In 1924 he was appointed Director of Singing at the Elder Conservatorium at the University of Adelaide in South Australia, and also appeared there in straight acting roles with a repertory company. He also collected Australian folk songs while he was there. He contributed an article on English folk songs to an Australian Theosophist magazine. He sang in some of Dame Nellie Melba's farewell concerts in 1927. He toured India and the United States on his return journey in 1927–28, singing MacHeath in The Beggar's Opera, and also appearing with a troupe of morris dancers. He then returned to the RCM, where he lectured and gave English folk song recitals. He married Doris Mabel Johnston, daughter of Samuel Johnson of Adelaide, in 1929. From 1932 he confined himself mainly to teaching and operatic production, but he also sang occasionally at Sadler's Wells, and in 1936 he appeared at Covent Garden as Master of the Chorus in Oedipus Rex. He was a member of the Sadler's Wells Management Committee after the death of Lilian Baylis in 1937.
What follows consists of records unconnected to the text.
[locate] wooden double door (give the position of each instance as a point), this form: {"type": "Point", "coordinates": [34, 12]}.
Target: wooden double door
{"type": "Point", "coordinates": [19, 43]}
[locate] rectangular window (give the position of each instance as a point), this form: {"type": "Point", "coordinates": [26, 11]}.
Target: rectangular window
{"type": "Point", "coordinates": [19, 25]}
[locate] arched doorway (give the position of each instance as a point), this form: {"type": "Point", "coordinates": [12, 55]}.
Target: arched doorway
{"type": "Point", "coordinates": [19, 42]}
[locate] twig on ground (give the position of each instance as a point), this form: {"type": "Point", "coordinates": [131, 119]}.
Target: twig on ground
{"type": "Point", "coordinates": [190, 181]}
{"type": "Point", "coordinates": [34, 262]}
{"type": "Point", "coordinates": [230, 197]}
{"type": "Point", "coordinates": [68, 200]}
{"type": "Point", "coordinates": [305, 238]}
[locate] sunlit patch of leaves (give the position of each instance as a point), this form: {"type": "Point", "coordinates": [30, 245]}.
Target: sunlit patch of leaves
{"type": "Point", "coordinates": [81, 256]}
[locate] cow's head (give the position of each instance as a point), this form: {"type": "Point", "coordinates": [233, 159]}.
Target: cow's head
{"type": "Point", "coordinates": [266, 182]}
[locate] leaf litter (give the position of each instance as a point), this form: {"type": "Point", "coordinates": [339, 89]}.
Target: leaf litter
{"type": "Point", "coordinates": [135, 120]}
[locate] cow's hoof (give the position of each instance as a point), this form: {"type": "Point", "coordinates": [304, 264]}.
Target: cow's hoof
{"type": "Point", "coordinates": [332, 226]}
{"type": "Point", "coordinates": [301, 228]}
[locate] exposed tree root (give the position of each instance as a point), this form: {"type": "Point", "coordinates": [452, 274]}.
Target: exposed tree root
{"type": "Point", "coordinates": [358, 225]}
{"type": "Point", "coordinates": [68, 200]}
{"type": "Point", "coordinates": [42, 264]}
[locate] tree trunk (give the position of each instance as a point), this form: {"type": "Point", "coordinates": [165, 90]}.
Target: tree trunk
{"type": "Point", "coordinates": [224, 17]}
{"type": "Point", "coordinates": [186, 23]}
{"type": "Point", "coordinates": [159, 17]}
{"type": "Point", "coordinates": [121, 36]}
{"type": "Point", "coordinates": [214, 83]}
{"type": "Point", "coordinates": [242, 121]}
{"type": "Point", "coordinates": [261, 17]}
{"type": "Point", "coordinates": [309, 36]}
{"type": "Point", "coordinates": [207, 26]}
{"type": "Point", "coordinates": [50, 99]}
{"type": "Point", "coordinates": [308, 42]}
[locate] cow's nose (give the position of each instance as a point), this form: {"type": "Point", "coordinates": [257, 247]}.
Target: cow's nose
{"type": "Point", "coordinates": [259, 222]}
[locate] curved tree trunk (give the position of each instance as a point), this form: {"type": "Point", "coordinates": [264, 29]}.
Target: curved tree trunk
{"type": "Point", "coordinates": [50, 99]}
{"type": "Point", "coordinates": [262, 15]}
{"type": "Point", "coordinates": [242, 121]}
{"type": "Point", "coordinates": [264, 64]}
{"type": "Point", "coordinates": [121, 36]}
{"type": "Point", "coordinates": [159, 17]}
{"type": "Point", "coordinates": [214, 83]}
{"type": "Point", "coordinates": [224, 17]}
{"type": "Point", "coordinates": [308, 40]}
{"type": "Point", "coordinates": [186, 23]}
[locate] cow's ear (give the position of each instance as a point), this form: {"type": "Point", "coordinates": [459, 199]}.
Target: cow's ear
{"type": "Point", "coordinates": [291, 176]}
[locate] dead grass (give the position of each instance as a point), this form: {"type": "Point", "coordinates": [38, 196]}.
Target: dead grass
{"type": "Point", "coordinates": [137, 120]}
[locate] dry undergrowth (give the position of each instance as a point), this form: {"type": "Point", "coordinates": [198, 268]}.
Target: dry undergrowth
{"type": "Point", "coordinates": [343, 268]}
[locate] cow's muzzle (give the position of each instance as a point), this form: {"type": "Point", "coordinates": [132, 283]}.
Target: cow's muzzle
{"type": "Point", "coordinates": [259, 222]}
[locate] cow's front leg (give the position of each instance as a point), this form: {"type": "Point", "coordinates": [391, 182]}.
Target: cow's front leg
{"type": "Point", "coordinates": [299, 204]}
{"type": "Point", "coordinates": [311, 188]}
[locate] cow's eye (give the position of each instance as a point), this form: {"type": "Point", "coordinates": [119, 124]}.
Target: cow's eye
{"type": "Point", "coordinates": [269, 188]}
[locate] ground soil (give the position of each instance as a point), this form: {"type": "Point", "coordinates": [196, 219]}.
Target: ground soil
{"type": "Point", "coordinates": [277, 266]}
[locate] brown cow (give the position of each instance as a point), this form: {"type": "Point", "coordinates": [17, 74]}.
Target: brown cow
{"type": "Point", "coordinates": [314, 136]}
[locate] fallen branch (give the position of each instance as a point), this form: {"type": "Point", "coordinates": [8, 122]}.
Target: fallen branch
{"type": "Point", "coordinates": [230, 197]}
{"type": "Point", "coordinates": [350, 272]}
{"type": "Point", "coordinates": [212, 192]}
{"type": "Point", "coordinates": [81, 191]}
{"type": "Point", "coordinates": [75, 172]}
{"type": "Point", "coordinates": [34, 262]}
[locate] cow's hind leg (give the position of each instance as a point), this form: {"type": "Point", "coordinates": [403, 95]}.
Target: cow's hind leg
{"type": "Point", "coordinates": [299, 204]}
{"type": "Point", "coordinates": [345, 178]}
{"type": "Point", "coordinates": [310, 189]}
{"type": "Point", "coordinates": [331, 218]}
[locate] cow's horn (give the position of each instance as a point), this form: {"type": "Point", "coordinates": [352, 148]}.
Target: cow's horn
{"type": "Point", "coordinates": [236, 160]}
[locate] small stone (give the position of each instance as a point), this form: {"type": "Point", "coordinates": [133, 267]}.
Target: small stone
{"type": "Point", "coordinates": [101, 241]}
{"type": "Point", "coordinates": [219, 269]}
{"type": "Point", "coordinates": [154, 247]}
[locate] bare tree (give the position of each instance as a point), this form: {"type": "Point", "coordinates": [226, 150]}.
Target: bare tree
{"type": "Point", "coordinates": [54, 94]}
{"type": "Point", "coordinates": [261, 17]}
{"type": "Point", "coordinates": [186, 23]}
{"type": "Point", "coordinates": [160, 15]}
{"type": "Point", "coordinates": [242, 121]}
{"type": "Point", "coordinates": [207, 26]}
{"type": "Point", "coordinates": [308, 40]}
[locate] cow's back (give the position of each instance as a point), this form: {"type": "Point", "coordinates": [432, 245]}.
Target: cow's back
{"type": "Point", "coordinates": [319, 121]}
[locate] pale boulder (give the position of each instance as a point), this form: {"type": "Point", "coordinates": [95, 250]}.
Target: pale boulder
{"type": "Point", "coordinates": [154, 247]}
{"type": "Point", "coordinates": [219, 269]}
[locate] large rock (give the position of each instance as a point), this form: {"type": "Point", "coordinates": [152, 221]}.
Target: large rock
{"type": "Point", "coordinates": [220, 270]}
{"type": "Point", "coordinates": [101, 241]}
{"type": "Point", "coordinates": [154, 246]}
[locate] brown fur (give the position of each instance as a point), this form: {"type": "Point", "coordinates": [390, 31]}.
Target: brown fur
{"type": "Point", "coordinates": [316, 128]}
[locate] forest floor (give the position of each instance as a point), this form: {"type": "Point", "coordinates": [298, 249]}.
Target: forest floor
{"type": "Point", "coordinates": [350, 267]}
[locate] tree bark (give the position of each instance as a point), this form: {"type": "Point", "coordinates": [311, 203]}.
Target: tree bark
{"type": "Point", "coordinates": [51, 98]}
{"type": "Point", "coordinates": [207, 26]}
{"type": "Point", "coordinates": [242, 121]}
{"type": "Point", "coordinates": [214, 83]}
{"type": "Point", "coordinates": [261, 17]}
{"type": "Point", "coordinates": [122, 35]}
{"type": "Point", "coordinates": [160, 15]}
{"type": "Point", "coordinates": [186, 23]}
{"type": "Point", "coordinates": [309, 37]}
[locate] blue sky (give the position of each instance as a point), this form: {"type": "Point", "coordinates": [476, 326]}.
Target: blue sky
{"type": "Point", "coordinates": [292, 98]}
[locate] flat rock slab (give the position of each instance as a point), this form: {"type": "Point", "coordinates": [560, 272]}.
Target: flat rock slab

In 1939, at the outbreak of World War II, Carey happened to again be in Australia with his wife, and they remained there for the duration of the war; he taught in Melbourne and gave song recitals. In 1945, back in London, he was appointed Director of Opera at Sadler's Wells.

In the New Year's Honours of 1955, he was appointed a Commander of the Order of the British Empire (CBE).

Clive Carey was active in restoring the original intentions of the composers who interested him, by removing accumulated traditions in the performances of certain of their operas. This gave the performances he was involved in a freshness and vitality that had often been long lost.

His compositions included a number of songs and incidental music. His incidental music to The Blue Lagoon and The Wonderful Visit were both heard in London. His song Rondel was sung by Elsie Suddaby at the 1930 Proms, and Melmillo was performed at the 1932 Proms by Steuart Wilson. Other songs include The Spring, Love on my Heart from Heaven fell, Alma Mater, The Liverpool Girls, I have loved Flowers that fade, In the Highlands, Villanelle, Triolet, Jenny kiss'd me, April Children and Three Songs of Faery.

Clive Carey had personal associations and correspondences with E. M. Forster, Rupert Brooke, Edward J. Dent, M. R. James, William Denis Browne, Ernest Farrar, Percy Lubbock and other notable people. There is a large collection of his papers and letters in the Vaughan Williams Memorial Library. An "informal biography" of Edward Dent, Duet for Two Voices compiled by Clive Carey's nephew Hugh Carey, was published in 1979 based on the 400 or so letters exchanged by Dent and Carey.

He died in London on 30 April 1968, aged 84. He and his wife, who also died in 1968, are buried at the Holy Trinity Parish Church, Claygate, Surrey. His obituary appeared in Vol. I, No. 4 of the Folk Music Journal, 1968.